I wanna try stand up. Tell me why I shouldn't

Please discourage me. 

Cuz your pussy smells like a farm animal

Do it

Although I am a bear, I am still funnier than you.

hoy, who told you that you were punny, josep?

Sure, you're filled with self-loathing and a resulting desire for intense humiliation, but enough for stand up?

You're still on the level of doing basic bitch dick jokes.

Exhibit A: your stupid screen name

Willybone -


Sure, you're filled with self-loathing and a resulting desire for intense humiliation, but enough for stand up?

You and OP are cut from the same cloth, both like boners

Sultry Crockett -
Willybone -


Sure, you're filled with self-loathing and a resulting desire for intense humiliation, but enough for stand up?

You and OP are cut from the same cloth, both like boners

Should go on tour together 

because you're not funny

I'd tell anecdotal notes about growing up with my pops and sprinkle in my sexual frustration stories. I don't really give a fuck if anyone laughs I just need ppl to listen to me. 

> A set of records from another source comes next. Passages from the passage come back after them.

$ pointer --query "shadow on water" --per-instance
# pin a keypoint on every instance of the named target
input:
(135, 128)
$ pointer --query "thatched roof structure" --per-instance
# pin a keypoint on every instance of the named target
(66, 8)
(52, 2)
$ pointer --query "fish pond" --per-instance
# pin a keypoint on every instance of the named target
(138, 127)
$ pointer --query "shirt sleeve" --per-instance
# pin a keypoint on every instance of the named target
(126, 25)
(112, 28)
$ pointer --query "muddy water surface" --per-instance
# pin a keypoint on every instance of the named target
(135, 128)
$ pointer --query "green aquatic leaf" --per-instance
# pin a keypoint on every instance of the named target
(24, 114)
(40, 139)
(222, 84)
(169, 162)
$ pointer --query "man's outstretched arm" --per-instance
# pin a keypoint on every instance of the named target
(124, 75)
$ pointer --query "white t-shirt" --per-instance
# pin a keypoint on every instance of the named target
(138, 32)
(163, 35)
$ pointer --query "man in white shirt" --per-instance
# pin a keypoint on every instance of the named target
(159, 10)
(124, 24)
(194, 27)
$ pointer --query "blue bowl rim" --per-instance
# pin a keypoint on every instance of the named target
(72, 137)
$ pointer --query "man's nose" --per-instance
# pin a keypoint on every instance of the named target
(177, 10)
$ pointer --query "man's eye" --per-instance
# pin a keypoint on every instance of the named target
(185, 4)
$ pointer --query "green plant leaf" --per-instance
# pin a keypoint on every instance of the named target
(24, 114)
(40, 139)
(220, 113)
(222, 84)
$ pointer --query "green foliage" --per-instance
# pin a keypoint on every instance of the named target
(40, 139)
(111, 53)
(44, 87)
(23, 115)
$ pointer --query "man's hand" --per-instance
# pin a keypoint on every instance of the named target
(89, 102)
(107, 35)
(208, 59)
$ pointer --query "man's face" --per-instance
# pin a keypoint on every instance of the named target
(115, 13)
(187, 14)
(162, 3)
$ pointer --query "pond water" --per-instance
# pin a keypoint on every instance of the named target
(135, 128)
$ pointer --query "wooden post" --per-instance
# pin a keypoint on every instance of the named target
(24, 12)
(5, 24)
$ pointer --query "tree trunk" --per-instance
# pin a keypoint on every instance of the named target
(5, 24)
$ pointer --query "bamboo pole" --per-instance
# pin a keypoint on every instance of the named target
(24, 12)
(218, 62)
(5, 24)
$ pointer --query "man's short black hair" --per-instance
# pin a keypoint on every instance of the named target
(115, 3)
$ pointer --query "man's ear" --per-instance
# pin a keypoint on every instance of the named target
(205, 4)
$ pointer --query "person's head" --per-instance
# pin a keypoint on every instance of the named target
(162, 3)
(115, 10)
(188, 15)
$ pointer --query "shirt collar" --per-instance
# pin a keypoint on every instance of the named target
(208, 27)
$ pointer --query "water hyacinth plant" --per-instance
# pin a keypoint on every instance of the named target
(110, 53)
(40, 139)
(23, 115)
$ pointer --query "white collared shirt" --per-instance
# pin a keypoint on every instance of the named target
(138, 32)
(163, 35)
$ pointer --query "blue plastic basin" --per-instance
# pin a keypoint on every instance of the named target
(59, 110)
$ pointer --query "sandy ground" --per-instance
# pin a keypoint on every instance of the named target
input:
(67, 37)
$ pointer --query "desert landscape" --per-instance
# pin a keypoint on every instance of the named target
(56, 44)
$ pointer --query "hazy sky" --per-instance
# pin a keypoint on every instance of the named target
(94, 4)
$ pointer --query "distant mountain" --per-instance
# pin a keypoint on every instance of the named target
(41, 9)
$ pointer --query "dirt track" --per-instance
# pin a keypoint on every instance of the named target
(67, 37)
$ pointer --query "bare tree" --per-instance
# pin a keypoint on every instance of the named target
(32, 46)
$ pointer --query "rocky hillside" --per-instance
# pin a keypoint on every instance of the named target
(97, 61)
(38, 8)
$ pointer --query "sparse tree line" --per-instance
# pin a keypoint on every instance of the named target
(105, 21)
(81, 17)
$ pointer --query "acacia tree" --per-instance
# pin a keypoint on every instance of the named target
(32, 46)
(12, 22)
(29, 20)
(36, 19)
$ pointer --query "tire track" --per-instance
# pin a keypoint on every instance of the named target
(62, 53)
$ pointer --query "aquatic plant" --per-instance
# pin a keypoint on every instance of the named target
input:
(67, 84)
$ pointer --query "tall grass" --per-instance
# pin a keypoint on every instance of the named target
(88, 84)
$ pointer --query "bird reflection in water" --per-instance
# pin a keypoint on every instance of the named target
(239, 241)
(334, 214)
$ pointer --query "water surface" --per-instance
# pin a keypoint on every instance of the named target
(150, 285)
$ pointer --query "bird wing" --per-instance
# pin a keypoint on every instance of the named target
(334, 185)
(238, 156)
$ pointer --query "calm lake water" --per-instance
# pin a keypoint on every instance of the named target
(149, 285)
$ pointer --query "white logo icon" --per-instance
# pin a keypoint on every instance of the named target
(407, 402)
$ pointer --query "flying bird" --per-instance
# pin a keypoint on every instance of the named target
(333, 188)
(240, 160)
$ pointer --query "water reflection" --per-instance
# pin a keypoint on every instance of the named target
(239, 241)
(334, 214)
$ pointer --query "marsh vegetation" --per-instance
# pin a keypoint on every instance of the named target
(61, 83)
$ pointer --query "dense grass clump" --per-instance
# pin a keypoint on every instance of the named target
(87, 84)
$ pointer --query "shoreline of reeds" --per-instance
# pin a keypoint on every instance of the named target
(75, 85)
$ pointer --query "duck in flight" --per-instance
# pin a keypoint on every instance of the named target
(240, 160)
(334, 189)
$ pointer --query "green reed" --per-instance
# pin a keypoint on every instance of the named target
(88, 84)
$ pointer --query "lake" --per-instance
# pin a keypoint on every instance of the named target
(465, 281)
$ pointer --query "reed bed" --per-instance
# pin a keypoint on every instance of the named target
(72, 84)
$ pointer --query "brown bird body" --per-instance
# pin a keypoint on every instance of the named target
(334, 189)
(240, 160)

Your posture sucks. You shouldn't stand in front of anyone.

Test your material on the homeless. They don't have shit else to do. 

 

Bonus: Call it a charitable service and take a tax deduction for your time. 

You're not funny

ABCTT_Hunter Thompson's .45 -
cbone25 -

I'd tell anecdotal notes about growing up with my pops and sprinkle in my sexual frustration stories. I don't really give a fuck if anyone laughs I just need ppl to listen to me. 

Any chance you'd really like to be a writer but are now tweaking your ambition to this?

I love writing and I'll never quit that. But I just wanna see if I can do it. 

Quit making a big deal over it. 

 

Just do it, it's not fucking brain surgery ya Nancy 

 

give it your best shot, at least once. 

 

Tell us a joke.

Maybe then we can decide if you're ready for Prime Time.

You should. A friend of mine did. He bombed a couple times, maybe held his own a few others. He loved it.

For example, I have a whole routine about running into people you know at the Adult Superstore.

It's a good routine but a little too risqué to post on the internet.

Do it. There's no good reason not to.